From a mummers’ parade to an ugly stick making workshop; picnic in the park to bingo and breakfasts; dory races to a comedy night; washers tournament to a dinner and dance – organizers ensured there were fun activities for young and old alike.
Frenchman’s Cove’s oldest resident Sam Myles – who cut the ribbon to open the festivities— described Come Home Year as the best celebrations held in the community for decades.
“It’s hard to believe all the people are around. We had breakfast in the community centre and it’s the most people I ever seen in that building,” he said.
Myles has been part of many community celebrations over the years.
The friendly senior who turns 91 Aug. 25 is known throughout the community as dory mate.
He still has his license, Myles said proudly, and enjoys nothing more than going for a row in his little boat.
Myles’s work life started at age 13 when he left home and went to work on the U.S. base in Argentia, washing dishes in the mess hall. His father also worked on the base at the time.
Myles spent almost three decades carving a living from the sea. He worked on draggers – both side trawlers and stern trawlers.
“I tell you, sweetheart, when you’ve got a family, you’ve got to work for them. And there was a lot of people worked hard besides me,” he said.
Myles and his wife Mary have nine children, most of whom made it home to Frenchman’s Cove for the celebrations.
Dale Bond of Garnish was one of the people who led the ugly stick making workshop. About 30 children and adults had a great time making their instruments.
“Everybody got to put on whatever they wanted — beer bottle stoppers, they put hair on the top of it and eyeballs for the face. Everybody’s stick was different. Then they were all in the parade with their ugly sticks,” Bond said.
Edna Ashmead was born and raised in Frenchman’s Cove but left the area over 60 years ago. The 82-year-old came home from Calgary, Alberta for the celebrations.

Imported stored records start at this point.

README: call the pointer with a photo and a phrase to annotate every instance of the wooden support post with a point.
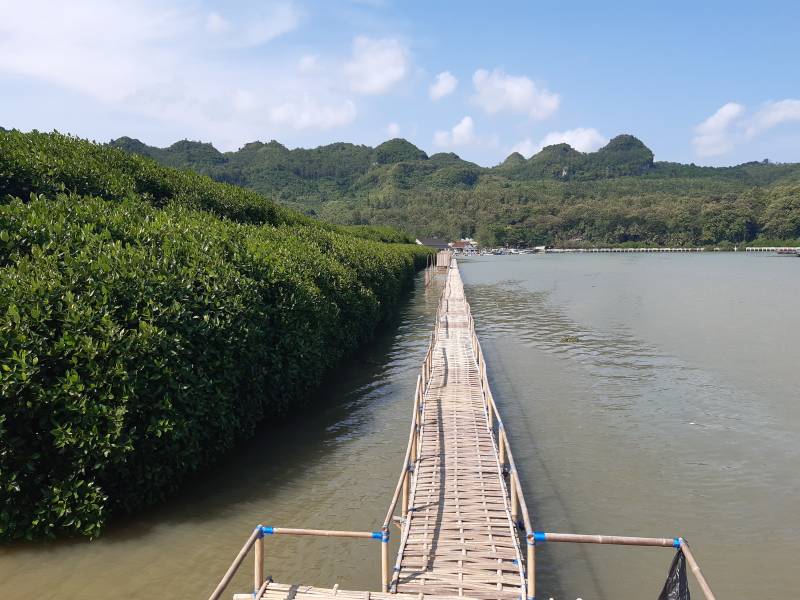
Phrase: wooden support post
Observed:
(258, 564)
(404, 504)
(696, 570)
(384, 565)
(514, 499)
(531, 565)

Being part of the celebrations and seeing old friends means the world to her, she said.
“All my sisters are here. And my brother, and my son from Ottawa,” she said. “The first day at the breakfast, I don’t know how they did it. They had 200 or 300 people (to serve) and they didn’t run out of food. And the Santa Claus parade was just fantastic.”

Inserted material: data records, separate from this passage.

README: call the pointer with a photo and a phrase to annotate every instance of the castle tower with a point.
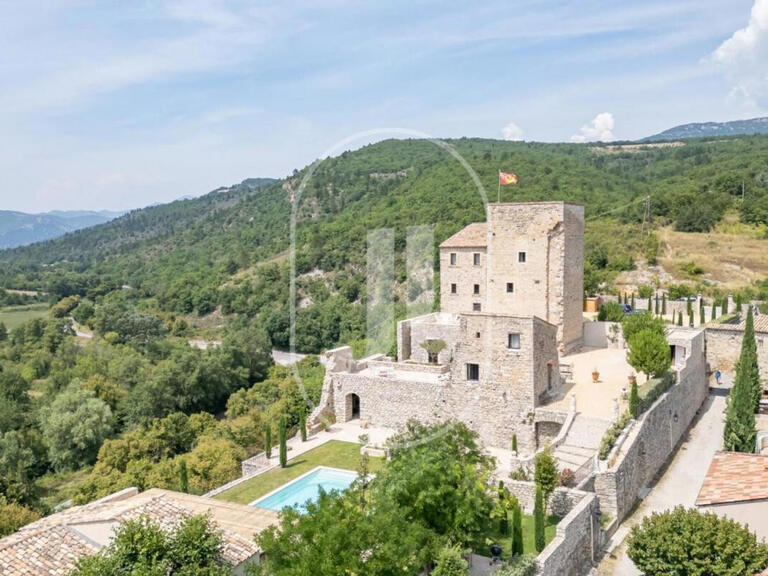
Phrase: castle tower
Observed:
(527, 260)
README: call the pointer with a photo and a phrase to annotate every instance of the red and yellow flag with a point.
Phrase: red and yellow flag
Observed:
(506, 179)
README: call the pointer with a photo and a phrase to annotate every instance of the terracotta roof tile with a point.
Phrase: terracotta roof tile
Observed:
(472, 236)
(735, 477)
(52, 545)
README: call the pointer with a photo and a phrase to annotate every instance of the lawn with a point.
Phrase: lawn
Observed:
(335, 454)
(12, 316)
(529, 546)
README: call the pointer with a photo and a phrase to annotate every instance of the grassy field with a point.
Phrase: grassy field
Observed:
(12, 316)
(335, 454)
(529, 545)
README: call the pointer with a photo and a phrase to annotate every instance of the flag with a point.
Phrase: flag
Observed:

Barb Cribb is a member of the Come Home Year organizing committee.
She estimates that over 300 people took part in the celebrations.
“We had a Newfie kitchen party, our bingo game was filled to capacity. Our comedy night and Christmas in the Cove were hits. And our fashion show turned into a beauty pageant,” she said.
Prizes were awarded for best decorated floats in the mummers’ parade and for best decorated homes in the Christmas in the Cove event.
“We have had a fantastic week,” Cribb said, “and everything we did sold out.”